HIMMAH BERBICARA : PENDIDIKAN KAPITALIS

Himmah Berbicara merupakan diskusi rutin yang diadakan oleh LPM Himmah setiap
minggunya. Pada diskusi kali ini (29/11) Himmah Berbicara membahas tentang Pendidikan
Kapitalis dengan rujukan buku Sekolah Kapitalis Yang Licik karya Paulu Freire.
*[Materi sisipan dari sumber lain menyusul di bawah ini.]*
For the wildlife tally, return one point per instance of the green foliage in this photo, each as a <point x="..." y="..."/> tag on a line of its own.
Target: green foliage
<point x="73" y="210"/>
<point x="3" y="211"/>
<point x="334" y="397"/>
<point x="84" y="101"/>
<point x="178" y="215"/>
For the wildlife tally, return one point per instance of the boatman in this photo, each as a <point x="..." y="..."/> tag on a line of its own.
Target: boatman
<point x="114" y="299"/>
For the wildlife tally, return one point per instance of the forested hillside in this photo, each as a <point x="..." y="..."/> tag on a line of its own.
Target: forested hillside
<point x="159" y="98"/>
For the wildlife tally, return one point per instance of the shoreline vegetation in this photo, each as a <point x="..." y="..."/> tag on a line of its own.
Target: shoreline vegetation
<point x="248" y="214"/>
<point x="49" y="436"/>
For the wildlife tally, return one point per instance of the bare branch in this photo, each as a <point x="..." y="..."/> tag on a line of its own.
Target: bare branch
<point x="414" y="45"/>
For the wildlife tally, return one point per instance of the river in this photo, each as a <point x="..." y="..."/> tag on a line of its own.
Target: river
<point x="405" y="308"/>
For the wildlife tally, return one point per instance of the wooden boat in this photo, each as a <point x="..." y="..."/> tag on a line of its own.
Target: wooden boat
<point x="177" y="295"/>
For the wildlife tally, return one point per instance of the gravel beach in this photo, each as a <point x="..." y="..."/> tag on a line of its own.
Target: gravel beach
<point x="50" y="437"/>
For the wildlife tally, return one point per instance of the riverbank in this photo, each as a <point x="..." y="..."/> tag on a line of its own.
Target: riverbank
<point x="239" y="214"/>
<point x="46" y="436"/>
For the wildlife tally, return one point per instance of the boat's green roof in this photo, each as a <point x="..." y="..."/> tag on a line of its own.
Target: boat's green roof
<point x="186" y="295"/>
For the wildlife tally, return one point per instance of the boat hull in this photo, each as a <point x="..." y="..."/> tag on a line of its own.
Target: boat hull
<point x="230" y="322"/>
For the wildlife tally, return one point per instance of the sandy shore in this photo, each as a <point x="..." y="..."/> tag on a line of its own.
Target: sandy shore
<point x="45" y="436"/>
Nurcholis Ainul Tri selaku staf Jaringan Kerja Himmah dan pemantik diskusi malam ini
mengawali diskusi dengan menjelaskan bahwa Paulo Freire memiliki gagasan-gagasan tentang
pendidikan yang ia dapatkan semenjak ia duduk di bangku universitas. Menurutnya, pendidikan
memiliki tujuan untuk merangsang fikiran kritis siswa, merangsang rasa ingin tahu siswa dan
merangsang partisipasi demokrasi siswa. Ada 2 kategori kaum dalam pendidikan yaitu kaum
tertindas dan kaum penindas. Menurut Paulo Freire juga ada 2 jenis pendidikan; pertama,
pendidikan gaya bank dimana tugas guru hanya mengajar sekaligus sebagai objek dan murid
hanya diajar dan tidak tahu apa-apa yang diajarkan oleh gurunya karena murid disini hanya
sebagai objek. Kedua, pendidikan terhadap masalah yang menekankan guru dan murid berdialog
dalam proses belajar mengajar. Inti dari pendidikan yaitu Humanisasi atau memanusiakan
manusia. Freire juga mengkategorikan kesadaran manusia menjadi tiga, yaitu kesadaran magis,
kesadaran naf dan kesadaran kritis.
Terkait penjelasan yang diberikan oleh pemantik, Irwan A. Syambudi, Pemimpin Redaksi
Himmah menanggapi bahwa pemikiran Paulo Freire sangat menarik karena kondisi Amerika
Latin saat itu sama dengan kondisi Indonesia sekarang. Irwan menambahkan tiga poin penting
terkait pendidikan yaitu; pertama, bagaimana memahami pendidikan yang melegitimasi
kekuasaan, ketika pendidikan melegitimasi kekuasaan maka pendidikan itu bersifat menindas.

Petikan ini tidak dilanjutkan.